歩くときの足の着地の仕方も気をつけたい。
普通に歩くときはかかとから着地してつま先まで順に地面に着けるイメージですよね。
山ではその歩き方だと疲れやすくなる。
また、関節に負担がかかりやすい。
足の裏全体を同時に地面に着けるようにするのがいい。
ベタッとくっつけるようなイメージですか?
バタバタ音を立てるような歩き方じゃないぞ。
それだと着地する足に体重を乗せることになり、ヒザや足に負担がかかるから結局疲れる。
自然に歩きながら全体で着地するんだ。
先に述べたが、小幅で歩くこととセットで実践するといい。
大幅で歩くとどうしてもつま先が地面に届かない。小幅で歩くことでそれがしやすい。
また、歩くときの体重移動は足のウラ全体を地面につけたまま体全体を前にスライドさせるようなイメージだ。

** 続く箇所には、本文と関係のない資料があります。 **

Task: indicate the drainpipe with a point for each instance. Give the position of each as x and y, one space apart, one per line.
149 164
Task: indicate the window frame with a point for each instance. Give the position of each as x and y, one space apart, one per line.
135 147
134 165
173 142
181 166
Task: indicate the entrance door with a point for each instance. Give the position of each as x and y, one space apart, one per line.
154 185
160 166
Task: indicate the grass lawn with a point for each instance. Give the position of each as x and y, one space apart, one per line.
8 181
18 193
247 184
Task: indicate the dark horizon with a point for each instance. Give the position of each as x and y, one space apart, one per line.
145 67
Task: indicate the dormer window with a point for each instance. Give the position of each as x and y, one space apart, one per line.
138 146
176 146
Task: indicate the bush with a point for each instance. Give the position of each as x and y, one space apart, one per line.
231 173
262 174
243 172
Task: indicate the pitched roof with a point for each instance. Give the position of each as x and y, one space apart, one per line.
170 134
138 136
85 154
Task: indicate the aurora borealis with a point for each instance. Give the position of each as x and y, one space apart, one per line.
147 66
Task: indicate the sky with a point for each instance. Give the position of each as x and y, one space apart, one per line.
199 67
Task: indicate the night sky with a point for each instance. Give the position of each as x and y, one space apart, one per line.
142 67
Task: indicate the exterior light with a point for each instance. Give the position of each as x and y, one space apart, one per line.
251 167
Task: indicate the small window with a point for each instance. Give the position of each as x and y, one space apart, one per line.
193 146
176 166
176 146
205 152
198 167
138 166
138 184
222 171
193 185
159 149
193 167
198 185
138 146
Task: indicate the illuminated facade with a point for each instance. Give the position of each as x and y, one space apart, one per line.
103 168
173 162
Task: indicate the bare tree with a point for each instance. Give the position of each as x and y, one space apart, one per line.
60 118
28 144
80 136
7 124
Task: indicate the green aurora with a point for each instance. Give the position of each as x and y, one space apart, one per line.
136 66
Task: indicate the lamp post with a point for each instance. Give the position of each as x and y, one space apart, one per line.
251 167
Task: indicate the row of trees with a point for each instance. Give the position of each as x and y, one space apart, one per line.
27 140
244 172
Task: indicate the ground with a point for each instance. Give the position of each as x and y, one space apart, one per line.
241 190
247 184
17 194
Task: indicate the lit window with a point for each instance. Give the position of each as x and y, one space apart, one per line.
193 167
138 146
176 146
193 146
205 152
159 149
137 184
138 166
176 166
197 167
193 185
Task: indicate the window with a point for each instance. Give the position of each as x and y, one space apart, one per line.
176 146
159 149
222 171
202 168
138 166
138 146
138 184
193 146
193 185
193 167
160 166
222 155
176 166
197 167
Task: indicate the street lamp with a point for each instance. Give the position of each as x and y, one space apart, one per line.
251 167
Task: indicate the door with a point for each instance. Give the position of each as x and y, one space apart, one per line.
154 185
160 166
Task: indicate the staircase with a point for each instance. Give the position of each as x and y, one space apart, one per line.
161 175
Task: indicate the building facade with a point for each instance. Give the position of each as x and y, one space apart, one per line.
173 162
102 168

前の足が着地するまでは全体の荷重は後ろ足に残しておくと踏み出した前足に負担がかからない。

最初ほどゆっくり

登り始めるとすぐに息が切れるのは何ででしょうね。
最初だから一番体力残ってるはずなのに。
それは体の準備ができていないまま登ってるからだ。
登り始めはすぐに息が切れたのに、1時間ぐらい登ってると同じペースでも息が切れなくなるのは体が「動く」体制になったということだ。
要するにウォーミングアップができているかどうかだ。
そのあたりを考えると登り始めほど意識してゆっくり歩くようにしたい。
また、休憩もこまめに。
登り始めたばかりでこんなに休憩ばかりしてて大丈夫かな…って思ってしまいそうですね。

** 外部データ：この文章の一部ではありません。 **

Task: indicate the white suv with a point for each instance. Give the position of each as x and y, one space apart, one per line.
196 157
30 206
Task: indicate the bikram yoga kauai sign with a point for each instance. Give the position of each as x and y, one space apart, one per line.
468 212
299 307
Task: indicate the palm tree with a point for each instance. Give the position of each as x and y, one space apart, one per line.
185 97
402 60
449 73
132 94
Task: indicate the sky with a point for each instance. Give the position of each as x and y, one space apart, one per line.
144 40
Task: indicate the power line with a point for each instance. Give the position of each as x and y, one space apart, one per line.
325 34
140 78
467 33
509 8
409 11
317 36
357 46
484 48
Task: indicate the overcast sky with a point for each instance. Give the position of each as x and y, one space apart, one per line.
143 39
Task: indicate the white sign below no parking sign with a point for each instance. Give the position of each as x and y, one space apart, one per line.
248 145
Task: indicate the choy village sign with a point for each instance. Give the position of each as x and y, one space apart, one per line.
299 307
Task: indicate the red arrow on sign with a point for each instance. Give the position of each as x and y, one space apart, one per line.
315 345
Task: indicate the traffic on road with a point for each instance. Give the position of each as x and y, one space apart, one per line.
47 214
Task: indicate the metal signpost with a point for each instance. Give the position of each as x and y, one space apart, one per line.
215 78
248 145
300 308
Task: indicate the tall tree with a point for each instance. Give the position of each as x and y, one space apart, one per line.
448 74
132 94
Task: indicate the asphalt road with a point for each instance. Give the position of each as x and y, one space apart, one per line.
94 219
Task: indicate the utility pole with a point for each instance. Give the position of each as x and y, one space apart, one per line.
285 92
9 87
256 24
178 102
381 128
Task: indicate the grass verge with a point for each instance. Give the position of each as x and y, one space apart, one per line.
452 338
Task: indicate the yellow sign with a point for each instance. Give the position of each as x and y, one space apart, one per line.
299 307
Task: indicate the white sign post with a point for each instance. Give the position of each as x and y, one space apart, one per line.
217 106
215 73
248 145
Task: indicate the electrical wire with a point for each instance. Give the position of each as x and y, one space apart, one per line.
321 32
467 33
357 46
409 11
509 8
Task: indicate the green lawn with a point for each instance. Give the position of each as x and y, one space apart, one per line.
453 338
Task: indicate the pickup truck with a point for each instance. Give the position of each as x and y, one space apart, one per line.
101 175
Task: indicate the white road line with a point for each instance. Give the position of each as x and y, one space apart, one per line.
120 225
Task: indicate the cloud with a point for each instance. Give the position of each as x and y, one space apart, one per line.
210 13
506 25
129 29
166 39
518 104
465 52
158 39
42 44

そう思いたいのは分かるが、そこは体のサインを信じたほうがいい。
目安としては口呼吸だな。
息が上がっていなければ鼻で呼吸できるはずだ。口で呼吸しないと間に合わないようではすでに息が上がっている。
呼吸を整えるイメージで休むことだ。

休憩はこまめに、でも休みすぎない

こまめに休むけど休みすぎない…?
なんか矛盾してるような…。
そんなことはない。
さっき言ったことと重なるが、呼吸が乱れたり足が疲れてる状態を続けることが先の疲労につながる。

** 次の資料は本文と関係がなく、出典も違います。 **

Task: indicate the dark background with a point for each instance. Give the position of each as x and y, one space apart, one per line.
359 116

少しでも呼吸が乱れたり、疲れを感じたらすぐに休むことだ。
ただし、休みすぎると逆効果だ。
さっきも言ったように体が運動する体制に入っていないとムダに疲れる。
休みすぎるとせっかく温まった体がまた冷えてリセットされてしまう。
それよりも短い休憩をこまめに取るほうがリズムも崩しにくい。
ガーッと登ってガーッと休む、みたいなのは一番負担のかかる登り方を自分からやってるようなものだ。
めっちゃそれやってましたけど…。
学生時代に部活はしてたか?
トレーニングに「インターバル」ってなかったか?
ああー、あのめっちゃキツイやつですね。
アレほんと嫌いだったー。
ガーッと登ってガーッと休むのは結局インターバルをやってるようなものだ。
トレーニングとしては効果的だが負荷が高い運動だからキツイ。
あああ、そういえばそっくり!
嫌いだったトレーニングを自分からやってたなんて…。